Tuesday, January 24, 2012

Destination: East Anglia

If you have ever asked Lisa here at Booksmith for a book recommendation, you were probably regaled with an elaborately structured oral term paper on the book in question, and, very likely, you walked out of the store with said book tucked underarm. The art of the book review is a difficult skill to master, as any reader of the NYRB can tell you, and to give one verbally, on demand, is a talent few readers possess. So when Lisa told me about her latest read, Edmund deWaal's The Hare with the Amber Eyes, I listened with rapt attention, to learn not only about the book, but about the art of talking about books. An art cultivated in bookstore aisles.

De Waal's narrative follows the history of his family's inheritance--a collection of netsuke, Japanese wood and ivory carvings--through the Parisian and Viennese art worlds until the family's wealth was dispersed during WWII. To get a full review of the book, come on in and ask for Lisa. When she told me about the book, she compared it to Sebald. I stopped her. "Wait...who?!"

I had just begun reading W.G. Sebald's Rings of Saturn the night before. Delighted with the coincidence, we began to discuss the author. I just mentioned Sebald to a customer, Lisa told me, who had not only read him, but coincidentally, had recently published an article about him. This customer's father, I learned when I read his article for myself, had once left England for a walking tour in Germany.
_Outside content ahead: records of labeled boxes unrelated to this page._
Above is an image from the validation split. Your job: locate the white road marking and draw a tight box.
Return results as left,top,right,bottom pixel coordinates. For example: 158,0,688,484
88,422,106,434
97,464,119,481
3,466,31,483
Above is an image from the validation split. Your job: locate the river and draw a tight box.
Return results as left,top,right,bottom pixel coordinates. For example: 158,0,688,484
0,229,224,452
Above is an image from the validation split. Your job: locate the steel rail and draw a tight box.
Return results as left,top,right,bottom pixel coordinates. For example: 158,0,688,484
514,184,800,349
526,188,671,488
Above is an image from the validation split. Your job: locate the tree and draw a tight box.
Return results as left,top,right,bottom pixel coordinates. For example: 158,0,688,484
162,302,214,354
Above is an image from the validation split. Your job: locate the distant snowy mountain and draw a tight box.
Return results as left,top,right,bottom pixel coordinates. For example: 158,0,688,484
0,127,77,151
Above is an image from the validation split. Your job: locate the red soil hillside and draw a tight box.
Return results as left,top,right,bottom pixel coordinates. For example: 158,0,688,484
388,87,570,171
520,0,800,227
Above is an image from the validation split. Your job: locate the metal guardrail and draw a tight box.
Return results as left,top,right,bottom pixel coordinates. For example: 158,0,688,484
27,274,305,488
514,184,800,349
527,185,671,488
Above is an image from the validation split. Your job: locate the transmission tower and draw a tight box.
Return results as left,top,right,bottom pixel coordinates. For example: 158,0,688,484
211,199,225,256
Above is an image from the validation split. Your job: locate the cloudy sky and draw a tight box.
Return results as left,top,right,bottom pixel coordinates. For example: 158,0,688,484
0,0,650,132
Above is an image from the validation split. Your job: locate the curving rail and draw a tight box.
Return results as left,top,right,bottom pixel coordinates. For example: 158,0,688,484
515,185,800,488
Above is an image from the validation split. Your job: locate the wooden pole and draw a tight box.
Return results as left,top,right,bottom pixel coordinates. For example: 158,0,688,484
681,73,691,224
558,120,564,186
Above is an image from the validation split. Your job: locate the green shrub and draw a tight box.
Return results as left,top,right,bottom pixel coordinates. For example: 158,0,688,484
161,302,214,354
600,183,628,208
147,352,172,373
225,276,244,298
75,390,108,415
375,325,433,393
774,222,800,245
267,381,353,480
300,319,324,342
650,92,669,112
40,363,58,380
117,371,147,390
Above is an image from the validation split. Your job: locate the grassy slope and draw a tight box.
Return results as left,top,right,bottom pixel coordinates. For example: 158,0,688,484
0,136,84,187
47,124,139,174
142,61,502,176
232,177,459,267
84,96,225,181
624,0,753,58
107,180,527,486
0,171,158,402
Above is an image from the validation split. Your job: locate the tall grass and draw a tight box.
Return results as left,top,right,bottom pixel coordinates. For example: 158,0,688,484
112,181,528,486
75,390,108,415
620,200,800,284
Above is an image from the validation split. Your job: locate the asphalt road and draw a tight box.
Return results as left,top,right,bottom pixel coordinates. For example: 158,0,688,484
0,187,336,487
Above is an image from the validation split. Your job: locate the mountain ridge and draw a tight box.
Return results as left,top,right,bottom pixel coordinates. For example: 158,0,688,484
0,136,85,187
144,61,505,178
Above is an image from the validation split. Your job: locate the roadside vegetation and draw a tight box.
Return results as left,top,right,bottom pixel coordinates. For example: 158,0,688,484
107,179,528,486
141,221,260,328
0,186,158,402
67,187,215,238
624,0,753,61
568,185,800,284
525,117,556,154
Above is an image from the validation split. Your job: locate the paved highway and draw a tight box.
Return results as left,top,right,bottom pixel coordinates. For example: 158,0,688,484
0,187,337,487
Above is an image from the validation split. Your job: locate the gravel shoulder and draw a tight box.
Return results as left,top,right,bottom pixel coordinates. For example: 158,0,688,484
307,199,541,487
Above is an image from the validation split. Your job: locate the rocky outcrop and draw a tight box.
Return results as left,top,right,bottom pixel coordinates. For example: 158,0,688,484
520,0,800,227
In Rings of Saturn, Sebald, a German, takes the reader on a walking tour of England.

Such coincidences are not uncommon in a bookstore, and, in fact, abound in the works of Sebald. To Sebald, everything is connected, so that to say he takes the reader on a walking tour of East Anglia is a gross understatement. Sebald's work is travel narrative at its fullest, a deeply-layered, multi-faceted exploration of what it is to travel, not only to new spaces, but across time. Sebald describes each place he encounters not only for what it is, but for what it has become through a culmination of its history, science, culture, and environment. He examines the wars, the explorations, the inventions, the everyday lives, and uncommon deaths that occured in these landscapes over centuries. The result is a meditative masterpiece of modern literature--a hidden inheritance for any reader to discover--that will have you running to your nearest bookstore to find someone to share such a journey with. We can't wait to hear about it.